A interface do aplicativo legítimo ainda é ocultada, enquanto o loader executa verificações no ambiente e prepara o próximo estágio da infecção.
Anti-análise e evasão
Antes de continuar a execução, o Grandoreiro tenta identificar se está rodando em uma máquina real ou em um ambiente de análise.
Entre os comportamentos identificados pela Acronis estão a verificação do tempo de atividade do Windows, busca por atalhos de aplicações comuns e procura por ferramentas como Procmon, Wireshark, Ghidra, x64dbg e Process Hacker.
O malware também utiliza informações de localização para restringir a execução a determinadas regiões. Na amostra analisada, a comunicação com a infraestrutura externa ocorreu por meio de uma conexão utilizando TCP na porta 6432.
Depois dessas etapas, o payload principal pode executar funções como captura de teclado, monitoramento da tela, controle remoto e sobreposição de páginas falsas durante acessos a serviços financeiros.
O Grandoreiro faz parte de uma tendência maior
A técnica observada não está restrita ao Grandoreiro.
Em agosto de 2026, a Microsoft detalhou o TerminalFix, campanha que utiliza páginas comprometidas e falsas verificações CAPTCHA para induzir usuários a executar comandos no Windows Terminal ou PowerShell.
A cadeia também utiliza um executável legítimo acompanhado por uma DLL maliciosa. Em etapas posteriores, os atacantes podem realizar reconhecimento do Active Directory, criar persistência e estabelecer túneis reversos para acesso à rede comprometida.
Esse comportamento muda o foco da detecção. Um executável conhecido ou assinado não deve ser considerado confiável isoladamente. É necessário analisar onde ele está sendo executado, quais DLLs carrega, quais processos cria e com quais destinos se comunica.
O que as empresas devem monitorar
Alguns controles ajudam a reduzir a exposição a esse tipo de ataque:
- Monitorar aplicações legítimas carregando DLLs a partir de
Temp,Downloads,AppDataou outros diretórios de usuário. - Correlacionar processos, DLLs, conexões de rede e árvores de execução no EDR/XDR.
- Restringir a execução de aplicações não homologadas.
- Monitorar PowerShell, Windows Terminal, scripts e arquivos compactados.
- Criar alertas para conexões externas em portas incomuns.

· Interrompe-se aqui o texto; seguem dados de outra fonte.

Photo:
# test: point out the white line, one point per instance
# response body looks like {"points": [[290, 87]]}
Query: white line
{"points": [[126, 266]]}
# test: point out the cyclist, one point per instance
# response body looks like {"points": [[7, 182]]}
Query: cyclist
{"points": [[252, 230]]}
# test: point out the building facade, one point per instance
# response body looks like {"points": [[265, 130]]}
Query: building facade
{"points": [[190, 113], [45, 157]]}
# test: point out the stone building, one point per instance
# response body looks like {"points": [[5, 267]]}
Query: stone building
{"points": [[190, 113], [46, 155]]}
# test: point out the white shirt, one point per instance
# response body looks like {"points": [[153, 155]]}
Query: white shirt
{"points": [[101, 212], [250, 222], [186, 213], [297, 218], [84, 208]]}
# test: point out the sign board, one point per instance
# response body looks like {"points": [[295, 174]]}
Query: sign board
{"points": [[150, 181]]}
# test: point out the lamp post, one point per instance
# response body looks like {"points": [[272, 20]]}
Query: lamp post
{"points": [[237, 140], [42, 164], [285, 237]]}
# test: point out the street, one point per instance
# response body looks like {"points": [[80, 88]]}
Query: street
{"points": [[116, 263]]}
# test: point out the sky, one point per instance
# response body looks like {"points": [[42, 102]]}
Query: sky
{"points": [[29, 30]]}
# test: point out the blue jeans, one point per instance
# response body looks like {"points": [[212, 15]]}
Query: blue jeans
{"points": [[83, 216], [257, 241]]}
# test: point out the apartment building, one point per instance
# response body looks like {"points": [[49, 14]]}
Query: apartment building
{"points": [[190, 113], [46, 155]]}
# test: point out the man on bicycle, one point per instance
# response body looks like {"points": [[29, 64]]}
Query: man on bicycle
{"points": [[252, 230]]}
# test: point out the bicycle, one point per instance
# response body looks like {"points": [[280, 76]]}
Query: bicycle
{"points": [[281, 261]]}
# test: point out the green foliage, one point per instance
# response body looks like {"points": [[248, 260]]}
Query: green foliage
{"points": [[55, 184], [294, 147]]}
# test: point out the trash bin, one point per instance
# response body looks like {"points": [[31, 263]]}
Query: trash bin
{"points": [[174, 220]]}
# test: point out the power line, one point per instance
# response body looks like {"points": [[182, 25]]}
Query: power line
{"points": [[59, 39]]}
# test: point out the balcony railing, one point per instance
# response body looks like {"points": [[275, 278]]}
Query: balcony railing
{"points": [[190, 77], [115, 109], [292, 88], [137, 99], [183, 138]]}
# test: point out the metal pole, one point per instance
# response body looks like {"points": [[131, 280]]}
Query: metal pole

- Integrar informações de endpoint, firewall, e-mail e identidade no SIEM.
- Reforçar a conscientização de usuários que lidam com notas fiscais, cobranças e documentos financeiros.
Detecção precisa considerar comportamento
Indicadores como hashes, IPs e domínios continuam relevantes, mas podem mudar rapidamente entre campanhas.
O comportamento deixa sinais mais consistentes. Um programa legítimo executado a partir de uma pasta incomum, carregando uma DLL desconhecida e estabelecendo comunicação externa fora do padrão forma um contexto mais útil para investigação do que qualquer evento analisado isoladamente.
Casos como Grandoreiro e TerminalFix reforçam a importância de uma estratégia de detecção baseada em correlação de eventos e contexto operacional.